Andronico portò una mano alla collana di teste mozzate che aveva al collo e guardò il gruppetto con una sorta di smorfia, o forse un sorriso.

“Accettiamo le tue condizioni,” continuò Kendrick. “Ammettiamo la sconfitta.”

Andronico si chinò in avanti, appena un po’, seduto su un’enorme panca di pietra, e continuò a guardarli con quel sorrisino.

“So che lo farete,” disse, la voce rimbombante nel cortile. “Dov’è la ragazza?”

Kendrick era preparato a quella domanda.

“Siamo venuti qui in qualità di contingente di uomini più esperti e valorosi,”  gli rispose. “Siamo venuti prima noi per pronunciare la nostra resa. Quando avremo finito, arriveranno gli altri, con il tuo permesso.”

Kendrick pensava che aggiungere “con il tuo permesso” fosse un tocco perfetto e avrebbe aiutato a rendere la situazione più plausibile. Aveva imparato una grande lezione tempo prima, da uno dei suoi consiglieri militari: quando si tratta con un comandante narcisista, fare sempre appello al suo ego. Non c’erano limiti agli errori che un comandante poteva fare sentendosi adulato, quando veniva tirata in ballo la sua grandezza.

Andronico si raddrizzò un poco, rispondendo appena.

“Certo che lo faranno,” disse. “Altrimenti voi sareste piuttosto stupidi a farvi vedere qui.”

Andronico rimase seduto, osservandoli, come se stesse cercando di prendere una decisione. Sembrava che percepisse che c’era qualcosa di strano. Il cuore di Kendrick batteva follemente.

Alla fine, dopo una lunga attesa, Andronico sembrò essersi deciso.

“Fate un passo avanti e inginocchiatevi,” disse. “Tutti.”

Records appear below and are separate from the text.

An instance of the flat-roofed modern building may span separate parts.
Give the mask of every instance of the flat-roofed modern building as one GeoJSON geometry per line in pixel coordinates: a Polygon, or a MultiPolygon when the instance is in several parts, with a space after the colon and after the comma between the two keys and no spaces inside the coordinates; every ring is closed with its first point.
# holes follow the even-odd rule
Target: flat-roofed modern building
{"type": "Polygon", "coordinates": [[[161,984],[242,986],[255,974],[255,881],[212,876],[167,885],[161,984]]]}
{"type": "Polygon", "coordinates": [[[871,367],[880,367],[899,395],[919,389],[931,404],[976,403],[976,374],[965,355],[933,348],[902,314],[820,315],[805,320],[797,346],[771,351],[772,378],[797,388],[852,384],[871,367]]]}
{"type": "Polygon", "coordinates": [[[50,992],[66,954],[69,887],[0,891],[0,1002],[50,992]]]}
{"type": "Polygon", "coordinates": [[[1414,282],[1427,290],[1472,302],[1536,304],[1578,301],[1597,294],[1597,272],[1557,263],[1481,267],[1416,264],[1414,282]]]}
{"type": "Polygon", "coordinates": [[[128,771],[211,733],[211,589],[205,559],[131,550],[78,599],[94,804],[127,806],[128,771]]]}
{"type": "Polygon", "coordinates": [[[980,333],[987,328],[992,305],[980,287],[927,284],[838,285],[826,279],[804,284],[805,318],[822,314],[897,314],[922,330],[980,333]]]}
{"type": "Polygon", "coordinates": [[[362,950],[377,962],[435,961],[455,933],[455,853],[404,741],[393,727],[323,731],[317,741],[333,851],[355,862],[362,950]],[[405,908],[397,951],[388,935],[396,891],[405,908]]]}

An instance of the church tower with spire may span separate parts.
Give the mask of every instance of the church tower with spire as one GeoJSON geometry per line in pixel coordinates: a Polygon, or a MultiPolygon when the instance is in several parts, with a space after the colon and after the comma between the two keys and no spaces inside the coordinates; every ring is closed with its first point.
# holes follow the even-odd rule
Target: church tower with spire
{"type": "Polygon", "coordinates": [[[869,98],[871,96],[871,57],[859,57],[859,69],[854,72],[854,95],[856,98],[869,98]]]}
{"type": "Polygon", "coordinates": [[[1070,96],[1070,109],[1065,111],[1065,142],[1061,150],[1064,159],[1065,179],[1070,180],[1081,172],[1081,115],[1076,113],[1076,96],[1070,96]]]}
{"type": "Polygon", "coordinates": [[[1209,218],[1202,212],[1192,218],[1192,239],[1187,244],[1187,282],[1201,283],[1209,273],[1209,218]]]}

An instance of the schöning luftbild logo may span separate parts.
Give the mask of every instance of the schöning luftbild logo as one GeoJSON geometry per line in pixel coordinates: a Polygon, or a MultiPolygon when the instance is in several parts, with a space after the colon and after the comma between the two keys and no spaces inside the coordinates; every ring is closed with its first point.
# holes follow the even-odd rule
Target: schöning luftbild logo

Gli altri guardarono Kendrick e lui fece loro un cenno di assenso.

Fecero tutti un passo avanti e si inginocchiarono di fronte ad Andronico.

“Ripetete dopo di me,” disse il comandante. “Noi, rappresentanti di Silesia…”

“Noi, rappresentanti di Silesia…”

“Ci arrendiamo qui al grande Andronico…”

“Ci arrendiamo qui al grande Andronico…”

“e gli giuriamo lealtà per il resto dei nostri giorni e oltre…”

“e gli giuriamo lealtà per il resto dei nostri giorni e oltre…”

“E di servirlo come schiavi per quanto vivremo.”

Le ultime parole risultarono difficili da dire per Kendrick, che deglutì a fatica e alla fine riuscì a ripetere parola per parola: ““E di servirlo come schiavi per quanto vivremo.”

Gli dava alla nausea comportarsi in quel modo e il cuore gli martellava nelle orecchie. Alla fine lo fece.

Seguì un teso silenzio e Andronico sorrise.

“Voi MacGil siete più deboli di quanto pensassi,” li sbeffeggiò. “Sarà per me un grande piacere rendervi schiavi e insegnarvi come funziona l’Impero. Ora andate a prendere la ragazza, prima che cambi idea e vi uccida tutti qui sul posto.”

Mentre stava lì inginocchiato, Kendrick si vide passare davanti agli occhi tutta la vita. Sapeva che questo era uno di quei momenti decisivi nella vita. Se tutto fosse andato come sperato, sarebbe sopravvissuto per raccontare ciò che era accaduto quel giorno ai suoi nipoti; se non fosse andata bene, nel giro di pochi istanti si sarebbe ritrovato lì in qualità di cadavere. Sapeva che le probabilità erano contro di lui, ma era un’occasione che doveva prendere. Per se stesso, per i MacGil e per sua sorella Gwendolyn. Ora o mai più.